I held up my license. She looked at it and then moved into the house, motioning for me to follow her. Noreen Spinelli was sitting on a couch in the living room with her feet tucked under her wearing jeans and a purple turtleneck. She was a tiny woman, a redhead, with pale skin and a map-of-Ireland face. Her mother, on the other hand, could play linebacker for Notre Dame. She plopped down next to her daughter and looked at me as if I had personally shot Michael Collins after the Easter Rebellion. I silently cursed Father Zapotoski.

“Would you like some coffee, Mr. Rhode,” Noreen asked.

“Nobody wants any damn coffee, Noreen,” her mother said. “Or tea. Or roast pheasant. Let’s hear what he has to say.”

I went into my spiel. Noreen looked intrigued, but the old lady wasn’t buying it. I managed to get the basics, at least as related by Noreen. Mario Spinelli loved his wife and children, and was in good health until he face-planted in his lasagna at dinner.

“He loved my lasagna,” she said proudly as her mother rolled her eyes. “He said my sauce was better than his mother’s. Sweeter.”

“The man doesn’t want to hear about your gravy, Noreen. Move along.”

It was obviously a heart attack. The marriage was solid. The kids were running the funeral home. It would stay in the family. When I asked Noreen whether she had noticed any changes in her husband’s habits or demeanor, she didn’t take offense.

“Mario always worked hard. It is a stressful business. He didn’t keep regular hours. He was often called away at night.”

Her mother just stared at me. I decided to press my luck.

“Was he away at night more often in the months leading up to his death?”

“I don’t think so,” she said. “What do you think, Ma? Do you remember Mario working harder before he died?”

“I think this guy has wasted enough of our time. I’ll walk him to the door. You go rest.”

Noreen gave me an apologetic smile, shook my hand, and then did as she was told. Moira Regan followed me out the front door and shut it behind the both of us.

“What are you really after, buster? And don’t give me any more of that environmental bullshit. Why do you really want to know about my idiot son-in-law?”

I decided to take a chance. This was a tough Irish woman who apparently wasn’t too fond of Mario Spinelli. Maybe she knew something.

“I didn’t want to upset your daughter, Mrs. Regan, but I’m looking into the possibility that Mario’s death might not have been natural. Was the marriage as solid as your daughter claimed?”

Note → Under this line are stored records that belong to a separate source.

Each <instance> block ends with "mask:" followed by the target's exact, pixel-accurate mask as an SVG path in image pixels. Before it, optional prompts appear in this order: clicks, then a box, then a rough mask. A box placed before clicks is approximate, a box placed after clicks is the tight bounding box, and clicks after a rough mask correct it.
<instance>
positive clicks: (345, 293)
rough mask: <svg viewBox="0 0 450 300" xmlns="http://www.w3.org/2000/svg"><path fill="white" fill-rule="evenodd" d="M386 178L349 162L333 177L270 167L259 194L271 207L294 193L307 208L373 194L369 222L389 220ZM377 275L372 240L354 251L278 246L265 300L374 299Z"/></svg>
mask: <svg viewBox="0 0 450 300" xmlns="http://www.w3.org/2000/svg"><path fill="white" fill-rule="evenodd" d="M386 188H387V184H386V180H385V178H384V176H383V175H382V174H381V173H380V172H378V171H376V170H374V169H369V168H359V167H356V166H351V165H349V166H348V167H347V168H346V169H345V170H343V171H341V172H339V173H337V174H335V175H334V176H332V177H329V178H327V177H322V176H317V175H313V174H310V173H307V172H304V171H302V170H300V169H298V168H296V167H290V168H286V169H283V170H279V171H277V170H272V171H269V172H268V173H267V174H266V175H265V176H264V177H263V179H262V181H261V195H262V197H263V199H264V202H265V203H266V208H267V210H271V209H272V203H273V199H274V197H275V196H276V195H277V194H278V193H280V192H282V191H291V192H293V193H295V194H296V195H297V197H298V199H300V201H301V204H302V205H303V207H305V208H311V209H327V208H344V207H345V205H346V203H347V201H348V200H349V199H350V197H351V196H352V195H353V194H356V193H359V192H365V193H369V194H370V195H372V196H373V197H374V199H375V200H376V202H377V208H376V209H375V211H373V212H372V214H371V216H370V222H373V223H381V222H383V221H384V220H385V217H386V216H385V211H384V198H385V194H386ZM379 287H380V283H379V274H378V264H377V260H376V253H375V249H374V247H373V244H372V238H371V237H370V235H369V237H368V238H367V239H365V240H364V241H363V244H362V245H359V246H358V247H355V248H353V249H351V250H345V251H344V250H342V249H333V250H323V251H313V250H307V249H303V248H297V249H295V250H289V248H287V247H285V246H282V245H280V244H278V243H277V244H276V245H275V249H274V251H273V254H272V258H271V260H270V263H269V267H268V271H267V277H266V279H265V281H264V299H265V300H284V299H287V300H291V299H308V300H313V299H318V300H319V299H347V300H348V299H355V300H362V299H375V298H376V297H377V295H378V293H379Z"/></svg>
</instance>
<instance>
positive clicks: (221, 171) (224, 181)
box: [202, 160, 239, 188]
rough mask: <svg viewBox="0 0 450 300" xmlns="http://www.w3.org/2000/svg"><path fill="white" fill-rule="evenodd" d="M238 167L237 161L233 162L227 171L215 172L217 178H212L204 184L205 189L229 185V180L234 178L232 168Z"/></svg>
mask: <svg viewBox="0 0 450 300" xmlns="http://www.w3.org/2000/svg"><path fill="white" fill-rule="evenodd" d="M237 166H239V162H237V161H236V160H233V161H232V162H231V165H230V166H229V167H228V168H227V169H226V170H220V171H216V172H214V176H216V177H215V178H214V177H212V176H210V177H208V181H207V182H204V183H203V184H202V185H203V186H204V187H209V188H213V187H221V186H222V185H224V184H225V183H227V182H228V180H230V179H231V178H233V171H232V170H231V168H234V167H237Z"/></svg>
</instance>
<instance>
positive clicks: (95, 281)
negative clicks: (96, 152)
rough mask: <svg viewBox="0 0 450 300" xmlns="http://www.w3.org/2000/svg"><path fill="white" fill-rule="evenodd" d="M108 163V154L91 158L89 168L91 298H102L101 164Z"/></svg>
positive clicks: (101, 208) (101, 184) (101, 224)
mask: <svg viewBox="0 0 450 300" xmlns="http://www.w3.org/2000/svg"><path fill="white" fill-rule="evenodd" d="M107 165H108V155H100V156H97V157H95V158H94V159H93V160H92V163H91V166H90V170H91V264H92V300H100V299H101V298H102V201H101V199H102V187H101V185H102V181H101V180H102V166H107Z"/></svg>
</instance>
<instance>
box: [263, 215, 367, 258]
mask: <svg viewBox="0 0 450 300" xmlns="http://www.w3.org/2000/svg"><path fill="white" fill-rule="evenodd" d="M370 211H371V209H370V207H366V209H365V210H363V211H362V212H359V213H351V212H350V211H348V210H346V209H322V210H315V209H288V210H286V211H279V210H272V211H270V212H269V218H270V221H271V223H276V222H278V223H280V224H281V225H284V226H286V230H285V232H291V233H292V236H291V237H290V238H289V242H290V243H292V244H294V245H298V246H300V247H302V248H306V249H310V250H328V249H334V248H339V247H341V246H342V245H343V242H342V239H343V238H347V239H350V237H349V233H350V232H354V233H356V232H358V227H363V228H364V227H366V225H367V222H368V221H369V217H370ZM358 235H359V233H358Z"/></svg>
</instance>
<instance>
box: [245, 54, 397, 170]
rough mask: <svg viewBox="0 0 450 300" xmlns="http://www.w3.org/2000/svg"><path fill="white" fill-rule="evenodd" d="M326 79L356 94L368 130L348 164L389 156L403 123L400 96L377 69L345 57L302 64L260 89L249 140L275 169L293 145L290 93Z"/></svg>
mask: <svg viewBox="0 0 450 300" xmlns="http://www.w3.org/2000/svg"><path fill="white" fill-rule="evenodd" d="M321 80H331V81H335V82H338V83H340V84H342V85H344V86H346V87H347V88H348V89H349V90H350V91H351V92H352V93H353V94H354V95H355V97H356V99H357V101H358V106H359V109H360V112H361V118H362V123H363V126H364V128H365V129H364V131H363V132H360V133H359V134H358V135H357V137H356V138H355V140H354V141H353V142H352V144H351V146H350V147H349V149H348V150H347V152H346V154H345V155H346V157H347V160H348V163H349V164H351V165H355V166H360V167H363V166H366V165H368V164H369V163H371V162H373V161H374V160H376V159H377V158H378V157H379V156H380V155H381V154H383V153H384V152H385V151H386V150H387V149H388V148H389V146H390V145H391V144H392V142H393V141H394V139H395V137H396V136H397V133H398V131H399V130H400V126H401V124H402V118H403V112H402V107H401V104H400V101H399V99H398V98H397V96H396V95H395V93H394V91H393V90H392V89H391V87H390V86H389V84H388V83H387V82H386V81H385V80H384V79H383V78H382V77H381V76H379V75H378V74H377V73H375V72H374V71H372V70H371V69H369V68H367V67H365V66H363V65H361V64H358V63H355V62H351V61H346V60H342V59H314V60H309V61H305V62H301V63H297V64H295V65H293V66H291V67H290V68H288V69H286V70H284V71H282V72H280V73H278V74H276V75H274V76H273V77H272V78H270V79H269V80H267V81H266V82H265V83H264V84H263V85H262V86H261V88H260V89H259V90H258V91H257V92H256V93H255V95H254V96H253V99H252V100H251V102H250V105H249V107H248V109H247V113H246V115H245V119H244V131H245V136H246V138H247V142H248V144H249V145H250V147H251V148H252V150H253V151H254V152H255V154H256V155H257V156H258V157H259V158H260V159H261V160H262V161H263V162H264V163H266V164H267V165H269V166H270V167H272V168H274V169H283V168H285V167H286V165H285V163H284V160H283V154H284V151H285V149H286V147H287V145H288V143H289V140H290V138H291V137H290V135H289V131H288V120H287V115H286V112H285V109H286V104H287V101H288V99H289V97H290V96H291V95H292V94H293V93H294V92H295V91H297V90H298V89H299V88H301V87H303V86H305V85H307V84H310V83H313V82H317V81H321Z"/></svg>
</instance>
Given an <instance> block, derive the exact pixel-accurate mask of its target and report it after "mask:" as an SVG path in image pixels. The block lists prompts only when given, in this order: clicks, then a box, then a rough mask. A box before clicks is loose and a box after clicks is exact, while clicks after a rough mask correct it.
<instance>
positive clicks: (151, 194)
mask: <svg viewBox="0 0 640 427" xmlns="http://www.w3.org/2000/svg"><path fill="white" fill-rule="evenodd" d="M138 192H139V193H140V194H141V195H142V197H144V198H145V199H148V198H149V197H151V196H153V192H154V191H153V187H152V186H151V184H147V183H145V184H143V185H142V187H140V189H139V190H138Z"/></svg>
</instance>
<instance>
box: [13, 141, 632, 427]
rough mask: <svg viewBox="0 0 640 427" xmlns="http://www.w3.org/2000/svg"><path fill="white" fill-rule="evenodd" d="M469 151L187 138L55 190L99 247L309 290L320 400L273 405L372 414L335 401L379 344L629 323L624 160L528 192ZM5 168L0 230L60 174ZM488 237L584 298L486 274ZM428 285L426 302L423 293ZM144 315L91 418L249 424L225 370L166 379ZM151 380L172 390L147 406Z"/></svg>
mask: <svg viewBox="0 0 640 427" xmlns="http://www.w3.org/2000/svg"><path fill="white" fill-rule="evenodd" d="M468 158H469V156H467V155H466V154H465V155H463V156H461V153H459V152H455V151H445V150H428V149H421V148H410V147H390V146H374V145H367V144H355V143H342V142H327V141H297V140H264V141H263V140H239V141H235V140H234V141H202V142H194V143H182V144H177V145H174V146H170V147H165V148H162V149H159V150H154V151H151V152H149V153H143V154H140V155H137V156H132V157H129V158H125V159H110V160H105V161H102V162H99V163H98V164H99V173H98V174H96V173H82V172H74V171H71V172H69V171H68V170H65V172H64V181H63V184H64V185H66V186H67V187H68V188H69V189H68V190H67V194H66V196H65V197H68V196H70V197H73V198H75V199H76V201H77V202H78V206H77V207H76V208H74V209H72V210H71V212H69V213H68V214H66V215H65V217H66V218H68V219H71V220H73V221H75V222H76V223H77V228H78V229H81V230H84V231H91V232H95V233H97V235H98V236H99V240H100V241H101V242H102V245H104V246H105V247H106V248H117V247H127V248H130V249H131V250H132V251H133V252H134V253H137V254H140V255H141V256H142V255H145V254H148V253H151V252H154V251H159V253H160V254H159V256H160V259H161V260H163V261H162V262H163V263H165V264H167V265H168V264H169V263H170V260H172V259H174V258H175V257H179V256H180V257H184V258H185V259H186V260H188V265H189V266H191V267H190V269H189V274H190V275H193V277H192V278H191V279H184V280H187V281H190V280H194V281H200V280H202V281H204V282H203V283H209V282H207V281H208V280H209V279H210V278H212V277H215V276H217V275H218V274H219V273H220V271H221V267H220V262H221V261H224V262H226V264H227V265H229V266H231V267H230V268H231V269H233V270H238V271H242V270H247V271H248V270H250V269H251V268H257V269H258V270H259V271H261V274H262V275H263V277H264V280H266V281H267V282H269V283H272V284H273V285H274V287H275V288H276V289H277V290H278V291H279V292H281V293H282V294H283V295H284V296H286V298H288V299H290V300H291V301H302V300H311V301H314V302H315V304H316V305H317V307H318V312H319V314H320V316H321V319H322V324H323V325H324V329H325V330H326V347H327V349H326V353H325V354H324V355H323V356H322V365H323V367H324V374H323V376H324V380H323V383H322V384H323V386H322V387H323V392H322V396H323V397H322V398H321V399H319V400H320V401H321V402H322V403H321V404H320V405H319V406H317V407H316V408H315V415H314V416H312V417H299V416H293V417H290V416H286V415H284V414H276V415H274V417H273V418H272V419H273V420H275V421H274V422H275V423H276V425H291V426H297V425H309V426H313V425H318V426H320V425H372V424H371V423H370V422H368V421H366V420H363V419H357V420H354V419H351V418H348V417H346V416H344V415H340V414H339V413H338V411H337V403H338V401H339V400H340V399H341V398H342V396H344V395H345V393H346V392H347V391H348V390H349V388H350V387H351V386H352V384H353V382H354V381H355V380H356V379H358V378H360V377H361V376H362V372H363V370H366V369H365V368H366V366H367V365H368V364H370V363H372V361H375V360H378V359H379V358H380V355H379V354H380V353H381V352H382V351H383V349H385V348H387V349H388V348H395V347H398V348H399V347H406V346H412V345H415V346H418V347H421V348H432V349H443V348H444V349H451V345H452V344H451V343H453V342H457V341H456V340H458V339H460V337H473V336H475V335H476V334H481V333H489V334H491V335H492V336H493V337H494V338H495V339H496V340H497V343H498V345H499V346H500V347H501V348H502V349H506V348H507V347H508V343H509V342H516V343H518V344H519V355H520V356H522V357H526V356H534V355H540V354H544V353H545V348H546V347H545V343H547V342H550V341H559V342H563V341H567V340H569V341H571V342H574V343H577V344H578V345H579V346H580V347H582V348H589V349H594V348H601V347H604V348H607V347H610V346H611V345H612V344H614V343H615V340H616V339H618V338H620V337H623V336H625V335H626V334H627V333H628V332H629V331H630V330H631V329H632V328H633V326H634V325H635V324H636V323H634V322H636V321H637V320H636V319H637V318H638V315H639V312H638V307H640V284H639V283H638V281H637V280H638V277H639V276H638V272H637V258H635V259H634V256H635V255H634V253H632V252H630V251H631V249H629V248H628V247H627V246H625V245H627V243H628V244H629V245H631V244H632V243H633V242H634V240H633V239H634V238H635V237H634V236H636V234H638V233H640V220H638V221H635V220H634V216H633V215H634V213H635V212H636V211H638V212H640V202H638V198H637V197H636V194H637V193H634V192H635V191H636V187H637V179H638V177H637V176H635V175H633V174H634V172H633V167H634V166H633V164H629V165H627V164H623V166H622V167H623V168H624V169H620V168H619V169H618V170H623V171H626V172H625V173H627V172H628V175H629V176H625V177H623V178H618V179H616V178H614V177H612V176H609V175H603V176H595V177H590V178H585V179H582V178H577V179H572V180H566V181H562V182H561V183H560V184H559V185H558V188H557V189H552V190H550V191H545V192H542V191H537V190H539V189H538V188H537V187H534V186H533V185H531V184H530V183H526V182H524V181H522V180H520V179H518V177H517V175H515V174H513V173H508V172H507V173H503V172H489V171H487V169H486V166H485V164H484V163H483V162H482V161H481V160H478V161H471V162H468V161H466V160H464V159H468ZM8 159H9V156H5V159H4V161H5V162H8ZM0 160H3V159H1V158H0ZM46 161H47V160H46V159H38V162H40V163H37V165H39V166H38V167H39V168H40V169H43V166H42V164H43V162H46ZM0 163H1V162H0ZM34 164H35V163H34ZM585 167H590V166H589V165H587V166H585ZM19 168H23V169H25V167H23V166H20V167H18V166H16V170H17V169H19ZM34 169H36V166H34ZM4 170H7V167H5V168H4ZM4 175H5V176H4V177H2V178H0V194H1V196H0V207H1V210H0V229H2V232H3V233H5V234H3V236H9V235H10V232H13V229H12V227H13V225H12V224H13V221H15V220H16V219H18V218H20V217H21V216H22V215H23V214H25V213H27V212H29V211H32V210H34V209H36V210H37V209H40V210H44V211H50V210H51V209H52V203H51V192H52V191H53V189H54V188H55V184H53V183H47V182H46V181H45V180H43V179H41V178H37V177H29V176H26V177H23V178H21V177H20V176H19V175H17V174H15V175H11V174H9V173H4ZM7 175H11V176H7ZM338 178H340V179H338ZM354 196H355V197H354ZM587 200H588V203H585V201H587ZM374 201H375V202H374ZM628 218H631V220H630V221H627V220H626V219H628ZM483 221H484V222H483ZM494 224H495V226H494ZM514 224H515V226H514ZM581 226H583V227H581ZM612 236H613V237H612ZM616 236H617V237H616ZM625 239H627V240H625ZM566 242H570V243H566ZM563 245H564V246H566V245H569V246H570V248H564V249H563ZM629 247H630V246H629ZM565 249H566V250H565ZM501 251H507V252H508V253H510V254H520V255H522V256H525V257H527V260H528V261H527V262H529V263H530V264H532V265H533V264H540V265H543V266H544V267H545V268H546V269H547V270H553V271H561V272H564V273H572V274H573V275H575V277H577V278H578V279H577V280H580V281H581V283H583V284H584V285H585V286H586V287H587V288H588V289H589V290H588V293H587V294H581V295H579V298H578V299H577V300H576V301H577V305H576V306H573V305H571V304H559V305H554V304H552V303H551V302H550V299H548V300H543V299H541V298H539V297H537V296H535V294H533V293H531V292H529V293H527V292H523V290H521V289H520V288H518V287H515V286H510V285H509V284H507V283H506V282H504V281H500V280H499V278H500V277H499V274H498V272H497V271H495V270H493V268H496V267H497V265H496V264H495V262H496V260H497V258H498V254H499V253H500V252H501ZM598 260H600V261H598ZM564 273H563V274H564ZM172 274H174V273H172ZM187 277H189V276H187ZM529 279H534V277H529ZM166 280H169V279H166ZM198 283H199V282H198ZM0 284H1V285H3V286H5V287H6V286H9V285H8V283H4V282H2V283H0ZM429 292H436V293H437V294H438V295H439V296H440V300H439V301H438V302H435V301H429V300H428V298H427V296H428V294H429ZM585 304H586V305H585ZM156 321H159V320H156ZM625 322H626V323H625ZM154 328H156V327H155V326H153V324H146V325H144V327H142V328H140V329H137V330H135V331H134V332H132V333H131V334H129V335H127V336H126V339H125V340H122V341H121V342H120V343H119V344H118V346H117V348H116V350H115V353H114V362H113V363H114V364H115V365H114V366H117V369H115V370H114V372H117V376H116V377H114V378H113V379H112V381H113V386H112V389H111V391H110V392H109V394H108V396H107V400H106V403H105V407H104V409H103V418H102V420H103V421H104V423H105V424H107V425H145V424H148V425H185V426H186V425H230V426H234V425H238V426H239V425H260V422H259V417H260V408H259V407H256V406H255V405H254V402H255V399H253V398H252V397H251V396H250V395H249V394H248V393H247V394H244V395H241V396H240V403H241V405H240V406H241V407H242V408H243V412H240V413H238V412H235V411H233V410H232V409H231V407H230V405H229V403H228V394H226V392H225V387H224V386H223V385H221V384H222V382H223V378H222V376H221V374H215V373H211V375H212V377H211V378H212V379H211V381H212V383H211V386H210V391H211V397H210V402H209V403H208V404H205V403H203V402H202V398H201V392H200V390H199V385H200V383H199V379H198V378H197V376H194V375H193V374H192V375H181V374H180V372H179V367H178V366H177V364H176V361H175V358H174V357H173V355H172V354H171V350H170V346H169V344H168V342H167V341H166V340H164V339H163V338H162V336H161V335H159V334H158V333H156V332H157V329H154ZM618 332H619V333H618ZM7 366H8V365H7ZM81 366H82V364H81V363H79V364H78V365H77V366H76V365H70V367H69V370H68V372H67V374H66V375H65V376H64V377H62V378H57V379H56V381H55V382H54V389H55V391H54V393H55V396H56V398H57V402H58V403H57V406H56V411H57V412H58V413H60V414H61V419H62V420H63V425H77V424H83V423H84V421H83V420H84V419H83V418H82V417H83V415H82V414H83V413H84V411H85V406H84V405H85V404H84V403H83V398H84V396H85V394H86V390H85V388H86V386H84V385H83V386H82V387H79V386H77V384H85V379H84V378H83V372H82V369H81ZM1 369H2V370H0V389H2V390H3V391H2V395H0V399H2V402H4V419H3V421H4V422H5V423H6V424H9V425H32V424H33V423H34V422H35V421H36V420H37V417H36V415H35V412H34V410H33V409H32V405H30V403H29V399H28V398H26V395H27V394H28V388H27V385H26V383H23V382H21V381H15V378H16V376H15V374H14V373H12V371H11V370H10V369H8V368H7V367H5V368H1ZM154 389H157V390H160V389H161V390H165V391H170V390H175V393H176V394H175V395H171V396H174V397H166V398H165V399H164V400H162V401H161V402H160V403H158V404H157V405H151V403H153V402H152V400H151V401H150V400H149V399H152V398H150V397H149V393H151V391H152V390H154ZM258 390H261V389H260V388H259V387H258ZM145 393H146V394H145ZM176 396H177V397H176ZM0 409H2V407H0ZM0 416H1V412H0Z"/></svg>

She took a step toward me.

“You think my daughter killed him? Are you crazy? Noreen is a ditz, but she has a heart of gold. She really loved the bastard. Get lost.”

“Back off, lady. I don’t think your daughter did anything. I think someone else might be responsible, and not just for his death. But I’m running into a stone wall. Can you tell me anything?”

She crossed her arms on her massive bosom and smiled.

“You got balls, I’ll give you that. Noreen shouldn’t have married that guinea bastard. He’s been cheating on her for years. He had a goomah when he died. No funeral director makes that many night calls. You’d of thought the Island was hit with the bubonic plague or something the way he was always out at night.”

“How do you know that?”

“I’ve lived here since my husband died in 2004. Got my own apartment in the basement. It’s finished. Italians are big on finished basements, you ever notice that. Even has a kitchen.” She laughed. “To make the gravy.”

“Do you know who his girlfriend was?”

“No. You’re the detective. You find out.”

With that she lumbered back into the house and slammed the door. Having a battleaxe mother-in-law like Moira Regan living in the basement might be one reason Mario Spinelli rarely came home, but I was betting on her instincts. Father Zapo had said the dead men “weren’t saints” and I was now becoming convinced all three had affairs before they died. That didn’t mean they were murdered. But it didn’t mean they weren’t.